Upacara ini pernah mengalami pasang surut, terutama setelah berakhirnya kekuasaan monarki. Namun, sejak tahun 1970-an, Upacara Erau dihidupkan kembali dalam bentuk festival budaya sebagai upaya untuk melestarikan warisan leluhur. Saat ini, Erau menjadi agenda budaya tahunan di Tenggarong, ibu kota Kabupaten Kutai Kartanegara, dan menjadi daya tarik wisata budaya yang berskala nasional bahkan internasional.
Rangkaian Prosesi Upacara Erau
Mendianget dan Beluluh
Upacara Erau dimulai dengan ritual Mendianget, yaitu pemanggilan roh leluhur agar memberkahi jalannya upacara. Ritual ini dilaksanakan di Kedaton Kutai, dipimpin oleh pemuka adat dan keturunan Sultan Kutai. Selanjutnya, dilakukan Beluluh, yaitu prosesi penyucian tubuh Sultan dan keluarganya sebagai simbol pembersihan diri sebelum menjalani rangkaian upacara.
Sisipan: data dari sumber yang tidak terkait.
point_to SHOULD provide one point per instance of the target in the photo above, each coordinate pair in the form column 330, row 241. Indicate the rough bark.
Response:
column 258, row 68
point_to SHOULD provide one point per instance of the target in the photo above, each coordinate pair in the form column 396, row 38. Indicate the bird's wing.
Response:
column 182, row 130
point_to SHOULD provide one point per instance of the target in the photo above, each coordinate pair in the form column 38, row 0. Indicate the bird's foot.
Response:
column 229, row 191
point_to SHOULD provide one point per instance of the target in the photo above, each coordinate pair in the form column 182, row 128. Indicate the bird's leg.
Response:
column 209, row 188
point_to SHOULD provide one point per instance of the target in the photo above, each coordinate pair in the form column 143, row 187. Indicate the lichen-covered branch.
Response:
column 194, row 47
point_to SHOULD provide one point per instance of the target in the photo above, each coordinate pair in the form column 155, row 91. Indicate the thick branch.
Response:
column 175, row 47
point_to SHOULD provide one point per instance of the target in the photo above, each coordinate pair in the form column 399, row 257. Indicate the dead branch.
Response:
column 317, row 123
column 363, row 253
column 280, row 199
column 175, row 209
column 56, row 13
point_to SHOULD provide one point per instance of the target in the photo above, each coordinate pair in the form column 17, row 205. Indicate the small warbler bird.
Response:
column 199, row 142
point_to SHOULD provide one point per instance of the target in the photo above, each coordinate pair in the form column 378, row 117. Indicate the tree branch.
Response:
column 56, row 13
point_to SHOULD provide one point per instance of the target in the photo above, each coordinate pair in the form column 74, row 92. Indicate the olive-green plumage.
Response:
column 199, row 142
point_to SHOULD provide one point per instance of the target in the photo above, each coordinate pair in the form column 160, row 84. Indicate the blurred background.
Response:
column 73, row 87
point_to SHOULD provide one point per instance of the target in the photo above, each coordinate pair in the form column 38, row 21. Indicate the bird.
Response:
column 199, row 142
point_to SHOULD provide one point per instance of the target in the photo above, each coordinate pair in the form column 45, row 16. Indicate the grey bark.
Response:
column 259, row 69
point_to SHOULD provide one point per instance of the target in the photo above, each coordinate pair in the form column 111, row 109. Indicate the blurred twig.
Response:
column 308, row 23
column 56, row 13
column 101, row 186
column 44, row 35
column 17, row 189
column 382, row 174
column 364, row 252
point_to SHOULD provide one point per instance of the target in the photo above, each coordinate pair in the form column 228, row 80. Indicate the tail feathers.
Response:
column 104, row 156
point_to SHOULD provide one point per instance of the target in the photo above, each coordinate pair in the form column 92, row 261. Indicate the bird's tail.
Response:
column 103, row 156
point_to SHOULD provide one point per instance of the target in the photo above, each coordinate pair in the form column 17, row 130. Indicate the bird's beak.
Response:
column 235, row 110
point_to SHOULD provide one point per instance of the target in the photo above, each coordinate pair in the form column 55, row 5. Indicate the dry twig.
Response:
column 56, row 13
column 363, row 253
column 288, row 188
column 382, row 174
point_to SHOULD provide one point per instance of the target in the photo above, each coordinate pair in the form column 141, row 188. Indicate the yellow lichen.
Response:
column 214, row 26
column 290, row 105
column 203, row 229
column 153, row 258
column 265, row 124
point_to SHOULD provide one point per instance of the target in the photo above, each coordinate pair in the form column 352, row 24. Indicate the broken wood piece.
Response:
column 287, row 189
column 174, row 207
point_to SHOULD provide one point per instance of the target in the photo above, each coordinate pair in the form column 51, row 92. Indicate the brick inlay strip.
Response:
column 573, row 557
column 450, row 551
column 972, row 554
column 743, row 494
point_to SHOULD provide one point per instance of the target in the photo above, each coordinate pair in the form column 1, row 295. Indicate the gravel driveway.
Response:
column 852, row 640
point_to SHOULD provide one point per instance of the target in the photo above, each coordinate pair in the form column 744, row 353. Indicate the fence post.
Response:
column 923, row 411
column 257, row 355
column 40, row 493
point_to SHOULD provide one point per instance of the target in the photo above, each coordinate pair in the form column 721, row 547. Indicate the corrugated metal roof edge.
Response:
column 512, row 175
Mengulur Naga dan Mengulur Biduk
Salah satu prosesi yang paling ditunggu adalah Mengulur Naga dan Mengulur Biduk, yaitu ritual melepaskan naga-nagaan dan perahu ke Sungai Mahakam. Ini melambangkan pengembalian segala bentuk kesialan dan gangguan roh jahat ke tempat asalnya. Prosesi ini kaya akan simbolisasi harmonisasi antara manusia dan alam semesta.
Belimbur: Puncak Kemeriahan
Puncak dari Upacara Erau adalah Belimbur, yaitu tradisi saling siram air yang dilakukan oleh warga dan pengunjung. Tradisi ini melambangkan penyucian dan pembaruan semangat. Menariknya, siapa pun boleh berpartisipasi dalam tradisi ini, termasuk wisatawan yang datang dari luar daerah. Suasana yang penuh keceriaan ini menciptakan interaksi budaya yang meriah dan hangat.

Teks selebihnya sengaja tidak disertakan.